しかし、主人公が某ナルホドくんみたいに事件の真相を暴き、ヒメコを陥れた黒幕を論破し…だと、ゲームのテーマから外れてしまいますし、現実的なことを考えると、ヒメコの闇を取り除いて良い意味で初恋を奪われる…で十分、それ以上はご都合すぎだよ?というメッセージを感じた次第であったり。
ヒメコを受け入れ、彼女を救い、目的(コンテスト優勝)を達成した時点で主人公とゲー研メンバーは良くやったんだ…!

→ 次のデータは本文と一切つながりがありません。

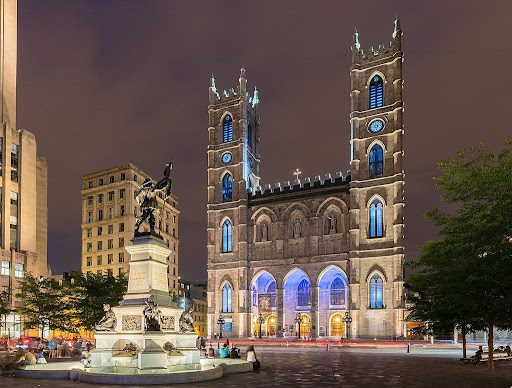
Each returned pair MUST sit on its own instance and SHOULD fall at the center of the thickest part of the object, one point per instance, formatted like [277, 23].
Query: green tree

黒幕は、好きだった男子(大会で出会った彼)の想い人がヒメコ友人なのを知り、嫉妬(キモオタのくせに!的な)→ヒメコたちに近づき、例の事件を起こして見事、好きな相手を射止めたという張本人だけがハッピーな顛末という解釈でしたが、
大好きな彼氏の趣味を理解しているようで全く理解していないので、長く続かなそうな気もし、いずれ、報いが来るのでは?と思うことで気持ちを落ち着かせました。
(あわよくば、しくじって例の事件を引き起こしたのをバレて欲しい)

…と言いつつ、ヒメコに裏切られたと思ったままの彼女は、何らかの救済が欲しかったです。
(エンディングによってはヒメコは救われるけど彼女は…なので)
むしろ、私があのゲームのナルホドくん的な存在に転生したい…

 

余談ですが、イケメに恋人がいるっぽい?描写は、本当か否かが気になりましたが、不明瞭にするからこそ、ロマンがありますよね。
イケメは皆のイケメってことで。